PETER BROWN MAY HAVE BEEN BORN in New England, but he has the soul of a plainsman. His photographic fixation on the Great Plains began during childhood when, at his family’s summer home in Massachusetts, he discovered the vista from a hill overlooking an apple orchard. “It seemed to go on forever,” recalls the 51-year-old photographer. “It was a very Western view. So I’ve been responding to that sense of space since I was a little kid.” Later his family moved to California, but trekked back across the country to the East Coast every year for summer vacation. “When you make that trip, you can’t miss the Great Plains,” Brown says dryly. “That intensified my fascination.”

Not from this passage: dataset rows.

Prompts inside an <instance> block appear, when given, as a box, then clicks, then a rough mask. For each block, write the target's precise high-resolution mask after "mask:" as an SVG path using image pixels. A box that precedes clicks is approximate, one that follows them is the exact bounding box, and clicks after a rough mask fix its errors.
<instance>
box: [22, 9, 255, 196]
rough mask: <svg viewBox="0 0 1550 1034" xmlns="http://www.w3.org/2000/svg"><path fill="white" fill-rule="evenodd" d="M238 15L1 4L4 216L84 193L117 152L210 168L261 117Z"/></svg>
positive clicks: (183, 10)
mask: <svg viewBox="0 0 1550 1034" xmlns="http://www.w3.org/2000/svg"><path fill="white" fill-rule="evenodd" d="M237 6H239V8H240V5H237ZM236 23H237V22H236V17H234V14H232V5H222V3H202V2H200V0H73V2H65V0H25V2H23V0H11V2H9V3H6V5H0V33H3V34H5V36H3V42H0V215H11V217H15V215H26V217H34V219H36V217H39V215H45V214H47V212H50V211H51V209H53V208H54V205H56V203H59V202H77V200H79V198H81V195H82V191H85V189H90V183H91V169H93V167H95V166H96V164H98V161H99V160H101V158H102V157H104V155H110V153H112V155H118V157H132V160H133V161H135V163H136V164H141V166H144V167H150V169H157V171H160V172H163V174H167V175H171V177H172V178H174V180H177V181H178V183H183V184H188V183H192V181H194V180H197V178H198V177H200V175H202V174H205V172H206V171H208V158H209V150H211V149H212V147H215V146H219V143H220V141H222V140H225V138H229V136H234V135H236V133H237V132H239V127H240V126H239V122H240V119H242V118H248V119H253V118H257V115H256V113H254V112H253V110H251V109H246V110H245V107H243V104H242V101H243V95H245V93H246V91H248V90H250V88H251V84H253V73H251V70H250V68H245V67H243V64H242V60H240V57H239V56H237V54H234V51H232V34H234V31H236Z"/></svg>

A longtime resident of Houston, Brown maintains a studio there and also teaches and writes about photography. In 1985 he decided to try to capture the grandeur of the plains on film. Since then he has loaded up his large-format camera and hit the road four or five times a year, logging thousands of miles in Texas and nine other states. The project produced a 1999 Eisie award—the Oscar of photography, named for Alfred Eisenstaedt—and a just-published portfolio, On the Plains (DoubleTake Books). The 87 pictures in it range from portraits of just plains folks to vignettes of small towns to almost dizzying panoramas of land and sky. As these Texas images confirm, that vastness is the power of the plains. So much wide-open space can be overwhelming to newcomers, Brown notes, but he adds that, once accustomed to it, visitors will find the Great Plains region “as beautiful as any mountain range or ocean, and in its detail as intimate as a back yard.”